Central Bank to reduce exchange rate role in 2011-2013
MOSCOW. Sept 21 (Interfax) - The Central Bank will steadily reduce its role in the exchange rate process and in preparing the economy for a floating exchange rate, according to the draft fiscal policy for 2011 and 2012-2013 that was approved by the Central Bank's board of directors on September 10, 2010, the text of which has been obtained by Interfax.
The Central Bank will continue using the floating corridor for the bicurrency basket's exchange rate, whose boundaries are automatically adjusted depending on the size of any interventions. The bank plans to retain the ability to conduct currency purchases and sales at the borders of the corridor and inside it.
That will prevent the exchange rate from fluctuating excessively without hindering the effect of market forces.
The balance of trade and cross-border capital flows will be the main factors affecting the ruble exchange rate in 2011-2013, the document says.
Maintenance of a trade surplus will tend to strengthen the ruble in proportion to the size of the surplus.
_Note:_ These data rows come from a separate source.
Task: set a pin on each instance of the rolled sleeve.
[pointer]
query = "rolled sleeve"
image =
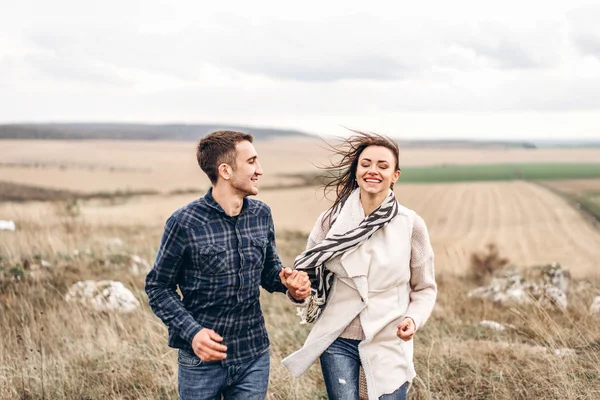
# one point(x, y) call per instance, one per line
point(161, 282)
The effect of capital flows introduces substantial uncertainty into the exchange rate in the medium term. That increases the importance of risk management for business and other economic organizations and the role of the Central Bank's interest rate policy in ensuring financial stability and meeting inflation targets.
The bank will also phase out anti-crisis tools for regulating liquidity at banks and return to traditional mechanisms. However, the Central Bank reserves the right to issue unsecured loans and to use other discontinued refinancing instruments as needed.
Given a stable situation on the currency exchange, the Central Bank will concentrate on regulating short-term liquidity. In order to improve access to refinancing operations, the bank plans to expand the list of assets that may be used as security in those operations, including gold.